<Oops, I previously sent this message unintentionally. This is a
corrected version.
David Offill wrote:
> My company's proprietary medical practice management software currently
> uses the legacy version OO 1.1.5 for all document usage, with excellent
> success.
>
> I have been tasked to look at the current production release (3.0?) to
> see if there would be any issues with upgrading our system to make use
> of this version.
>
> Questions:
>
> Is 3.0 the appropriate version to consider?
Version 3.0.0 is very buggy. Supposedly all bugs will be fixed in the
next release, version 3.0.1, currently due to be released this month.
However, for testing on your system, 3.0.0 may be fine, depending on
what you are test. Or you could test with version 2.4.2, available at
the lower right-hand corner of this page: http://download.openoffice.org/ .

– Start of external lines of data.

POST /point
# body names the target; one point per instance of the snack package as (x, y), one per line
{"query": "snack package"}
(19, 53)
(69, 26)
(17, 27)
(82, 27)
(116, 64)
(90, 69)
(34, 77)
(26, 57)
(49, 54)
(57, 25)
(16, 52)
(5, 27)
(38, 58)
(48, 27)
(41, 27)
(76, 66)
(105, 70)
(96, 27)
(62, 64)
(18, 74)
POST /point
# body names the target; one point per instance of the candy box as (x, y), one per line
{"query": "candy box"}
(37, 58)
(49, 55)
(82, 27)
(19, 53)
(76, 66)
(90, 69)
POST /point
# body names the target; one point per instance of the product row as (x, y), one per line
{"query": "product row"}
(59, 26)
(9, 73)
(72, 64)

I think it might be best to install version 3.0.0 and
rerun any tests which had problems a second time when 3.0.1 is released.
> Any tricks to installing it as a parallel version on my Windows XP sp2,
> so it it doesn't overwrite my copy of 1.1.5?
Version 2 of OpenOffice.org installs by default in a separate folder
from version 1, and version 3 in a separate folder from versions 1 and
2. They can all be run together on the same computer as different products.
One difficulty however: if you use exterior programs (say in c, Visual
Basic, or Visual Foxpro) to call OpenOffice.org and run OpenOffice.org,
they will not know which program to call, and may not call the version
you want. I have encountered this problem when attempting to run two
different versions of OpenOffice.org simultaneously.
If you don’t run OpenOffice.org from exterior programs, you should have
no problem. If you do use exterior programs, then you may have to test
on a machine with only version 3.0 installed.